The other day I read this email from one of Acara teams where a US team member asked his Indian counterpart to ask the following question to the community members during their village visit, “What will you do if I gave you 50 bugs?”. I think that this is a very interesting question and outlines the fundamental philosophy behind bottom-up approaches to solving community problems. That the solution to a community’s problem should come from the community and should not be dictated from the top.

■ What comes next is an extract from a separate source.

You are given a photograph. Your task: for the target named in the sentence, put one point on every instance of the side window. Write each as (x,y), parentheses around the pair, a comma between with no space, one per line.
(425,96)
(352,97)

Design Thinking is key aspect of IDEO (and I keep talking about them) , a global firm which uses this approach to solve complex problems. One of the projects of IDEO was with this company called VisionSpring. IDEO was supposed to build a system for eye-testing for rural children. They tried getting a doctor to test the eyesights of a bunch of rural children but the children completely retaliated and it didn’t work out. Then IDEO tried to get the parents of the children to test their kids’ eyesights. Nope. Doesn’t work. And finally, when they saw that children loved acting as doctors and testing each other, they got the solution.

It’s not just a matter of open-mindedness and creativity but also lateral thinking. Being open to ideas and observations is indeed an important aspect of Design Thinking. What a lot of big corporations also suffer from is the problem of forcing products and services on the consumers and not really working with them to build good products. SELCO, for instance, is a great example of a company (or rather, a social enterprise) which got its products (which are very successful) by multiple cycles of moving back and forth between the lab and the customer.

As you start building your product ideas, be sure that it works for the consumer market you are targeting and try to get the solution from them in the first place.